The letters also contain subtle language each company is using to sway investor opinion and establish a position of strength for eventual negotiations or legal action, merger-and-acquisition experts said.
“We’re so used to this,” said one Wall Street analyst, who asked not to be named while belittling the rhetoric. “This is like the peacocks have unfurled their feathers and are out dancing around.”
Microsoft’s ultimatum was a signal to Yahoo investors that it is time to pressure Yahoo’s board, which first formally rejected the deal Feb. 11, deal watchers said.
However, the ultimatum is unlikely to bring Yahoo to the table. “The theory is that the deadline will frighten Yahoo shareholders sufficiently to put even more pressure on Yahoo’s management and board to negotiate,” said Scott Keller, a founder and analyst at Deal Analytics, a New York City research firm.
“No board or management will take it terribly seriously, however,” he said. “The bottom line is that if Microsoft wants to buy Yahoo, they are either going to pay whatever price is fair or walk away regardless of any time constraints.”
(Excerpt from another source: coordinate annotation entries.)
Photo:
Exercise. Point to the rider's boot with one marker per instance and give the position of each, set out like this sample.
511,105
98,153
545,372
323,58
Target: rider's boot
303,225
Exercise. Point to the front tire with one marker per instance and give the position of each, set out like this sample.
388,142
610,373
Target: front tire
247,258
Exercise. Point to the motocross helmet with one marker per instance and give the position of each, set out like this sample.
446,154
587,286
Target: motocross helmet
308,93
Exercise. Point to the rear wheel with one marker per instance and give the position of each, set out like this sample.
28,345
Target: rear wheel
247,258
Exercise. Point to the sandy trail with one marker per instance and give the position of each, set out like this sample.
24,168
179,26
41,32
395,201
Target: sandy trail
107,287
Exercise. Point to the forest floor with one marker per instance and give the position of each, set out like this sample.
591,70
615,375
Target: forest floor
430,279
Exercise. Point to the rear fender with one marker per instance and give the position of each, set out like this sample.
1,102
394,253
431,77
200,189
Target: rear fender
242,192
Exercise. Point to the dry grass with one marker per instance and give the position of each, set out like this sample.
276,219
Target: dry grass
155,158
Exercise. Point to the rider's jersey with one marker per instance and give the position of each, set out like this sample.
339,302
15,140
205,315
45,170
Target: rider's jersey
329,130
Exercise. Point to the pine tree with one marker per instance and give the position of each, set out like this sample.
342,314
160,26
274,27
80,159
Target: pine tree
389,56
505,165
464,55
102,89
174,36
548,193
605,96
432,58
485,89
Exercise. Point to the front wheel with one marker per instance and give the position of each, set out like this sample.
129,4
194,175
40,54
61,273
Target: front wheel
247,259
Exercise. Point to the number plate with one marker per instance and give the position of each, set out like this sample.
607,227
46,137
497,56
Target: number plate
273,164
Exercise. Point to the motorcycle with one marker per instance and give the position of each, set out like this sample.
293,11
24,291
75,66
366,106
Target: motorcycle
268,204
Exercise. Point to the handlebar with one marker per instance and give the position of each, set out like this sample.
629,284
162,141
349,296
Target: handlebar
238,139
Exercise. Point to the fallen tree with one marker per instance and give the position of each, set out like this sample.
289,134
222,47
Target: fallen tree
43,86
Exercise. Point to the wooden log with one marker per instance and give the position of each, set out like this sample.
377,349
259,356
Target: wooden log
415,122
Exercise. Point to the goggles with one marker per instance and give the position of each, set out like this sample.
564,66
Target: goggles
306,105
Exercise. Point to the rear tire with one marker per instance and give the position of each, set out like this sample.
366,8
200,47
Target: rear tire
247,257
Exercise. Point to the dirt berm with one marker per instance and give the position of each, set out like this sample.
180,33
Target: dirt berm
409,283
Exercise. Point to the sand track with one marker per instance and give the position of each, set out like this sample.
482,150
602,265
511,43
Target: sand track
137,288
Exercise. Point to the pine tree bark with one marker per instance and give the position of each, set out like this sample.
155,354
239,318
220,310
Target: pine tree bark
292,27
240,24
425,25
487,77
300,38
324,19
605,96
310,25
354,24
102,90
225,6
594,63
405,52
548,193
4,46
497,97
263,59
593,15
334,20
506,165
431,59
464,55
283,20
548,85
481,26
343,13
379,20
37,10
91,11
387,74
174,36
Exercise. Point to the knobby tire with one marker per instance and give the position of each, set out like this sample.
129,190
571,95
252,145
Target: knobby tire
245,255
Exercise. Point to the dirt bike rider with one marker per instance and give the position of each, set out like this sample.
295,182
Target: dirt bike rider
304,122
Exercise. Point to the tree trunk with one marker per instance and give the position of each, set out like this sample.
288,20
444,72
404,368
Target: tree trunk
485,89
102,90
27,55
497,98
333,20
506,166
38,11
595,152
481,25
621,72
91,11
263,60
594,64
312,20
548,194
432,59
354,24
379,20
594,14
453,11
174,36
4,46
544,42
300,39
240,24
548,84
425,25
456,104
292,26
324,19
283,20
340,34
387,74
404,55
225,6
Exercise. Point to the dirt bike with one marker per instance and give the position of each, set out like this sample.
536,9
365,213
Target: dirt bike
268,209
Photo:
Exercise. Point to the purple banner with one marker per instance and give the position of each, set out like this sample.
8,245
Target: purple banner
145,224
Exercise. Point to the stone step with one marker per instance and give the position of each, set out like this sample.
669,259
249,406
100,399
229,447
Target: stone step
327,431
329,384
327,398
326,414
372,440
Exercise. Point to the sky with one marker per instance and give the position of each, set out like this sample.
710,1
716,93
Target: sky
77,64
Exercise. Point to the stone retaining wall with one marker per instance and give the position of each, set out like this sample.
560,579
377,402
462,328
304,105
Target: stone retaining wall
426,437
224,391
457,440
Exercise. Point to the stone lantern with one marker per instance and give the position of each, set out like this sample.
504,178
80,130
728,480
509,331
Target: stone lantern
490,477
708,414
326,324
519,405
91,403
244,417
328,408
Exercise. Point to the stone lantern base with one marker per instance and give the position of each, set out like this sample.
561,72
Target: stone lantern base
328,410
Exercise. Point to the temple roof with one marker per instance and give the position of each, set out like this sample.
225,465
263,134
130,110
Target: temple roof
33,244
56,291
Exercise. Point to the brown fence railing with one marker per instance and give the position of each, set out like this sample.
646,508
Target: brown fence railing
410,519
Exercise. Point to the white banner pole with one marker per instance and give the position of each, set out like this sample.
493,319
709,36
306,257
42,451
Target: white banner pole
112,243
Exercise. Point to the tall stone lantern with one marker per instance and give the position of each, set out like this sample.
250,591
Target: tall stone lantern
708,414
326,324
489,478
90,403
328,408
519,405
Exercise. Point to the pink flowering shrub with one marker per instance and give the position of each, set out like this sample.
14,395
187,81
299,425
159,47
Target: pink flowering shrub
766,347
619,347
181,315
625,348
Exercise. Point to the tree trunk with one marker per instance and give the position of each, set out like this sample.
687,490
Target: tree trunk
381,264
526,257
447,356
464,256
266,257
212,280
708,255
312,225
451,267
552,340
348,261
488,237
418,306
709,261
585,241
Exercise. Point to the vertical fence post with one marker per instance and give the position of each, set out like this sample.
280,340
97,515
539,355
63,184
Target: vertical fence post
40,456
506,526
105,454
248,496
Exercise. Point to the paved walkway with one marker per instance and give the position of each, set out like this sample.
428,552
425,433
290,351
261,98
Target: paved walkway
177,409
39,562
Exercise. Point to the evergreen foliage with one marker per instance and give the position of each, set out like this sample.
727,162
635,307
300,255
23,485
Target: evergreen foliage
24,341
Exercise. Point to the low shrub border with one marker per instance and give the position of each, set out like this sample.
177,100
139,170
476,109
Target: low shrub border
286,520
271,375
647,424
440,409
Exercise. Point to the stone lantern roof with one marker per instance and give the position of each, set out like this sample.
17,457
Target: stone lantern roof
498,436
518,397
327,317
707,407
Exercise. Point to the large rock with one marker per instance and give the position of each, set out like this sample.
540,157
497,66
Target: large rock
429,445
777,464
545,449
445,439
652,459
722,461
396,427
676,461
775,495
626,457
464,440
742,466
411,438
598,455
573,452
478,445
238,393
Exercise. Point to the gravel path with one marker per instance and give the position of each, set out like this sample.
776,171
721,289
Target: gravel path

To get the Yahoo board’s attention, Microsoft would need to make good on its threats and actually launch a proxy fight or take the deal directly to Yahoo shareholders through an exchange offer, Keller said.
Yahoo’s leaders Monday countered Ballmer’s assertions that their company’s business has deteriorated since the offer was first made, reiterating their faith in Yahoo’s long-term value as described in a sunny three-year forecast released in mid-March.
Microsoft has called into question that forecast, emphasizing the risk to Yahoo investors of spurning the current offer and hoping Yahoo can do better on its own.
The question of Yahoo’s true financial condition in a weakened economy will be answered April 22 when it reports its first-quarter earnings.
Yahoo’s letter includes phrases meant to emphasize that Microsoft’s proposal is not without risk for its own for shareholders.
For instance, the company’s insistence that any transaction be “on terms that provide certainty to our stockholders” could be read as a jab at Microsoft’s declining stock price, said Jarrad Harford, a finance professor at the University of Washington’s Michael G. Foster School of Business.
Microsoft is proposing a half-cash, half-stock deal. As its stock falls, so does the total price to be paid for Yahoo. The deal’s value stood at $42.2 billion after Monday’s trading.
Yahoo fell 66 cents, or 2.3 percent, to $27.70. Microsoft was unchanged at $29.16.
If the companies were to reach a deal, the price could still fluctuate with Microsoft’s stock as regulators in the U.S., Europe and perhaps China spent months reviewing it.
Harford said Microsoft could eliminate this uncertainty for Yahoo shareholders with a “collar” that effectively guarantees the value would remain constant or within a certain range.
In addition to pressing for more money and better terms, Yahoo’s response contained code words telling investors and would-be litigants that the board is doing its duty.
When a company is up for sale, “a board’s one and only duty is to maximize shareholder value,” said Richard Rafferty, a corporate and securities lawyer with Dallas-based Strasburger & Price.
The phrase “maximize shareholder value” or something similar appears in the Yahoo letter seven times.
The letters also gave a very different view of Yahoo’s willingness to negotiate. Microsoft asserted that “no meaningful negotiation” had taken place to conclude an agreement.
Yahoo, attempting to show it isn’t the one dragging feet, said it is still waiting on answers to questions it asked Microsoft on March 28 about regulatory issues raised by the transaction.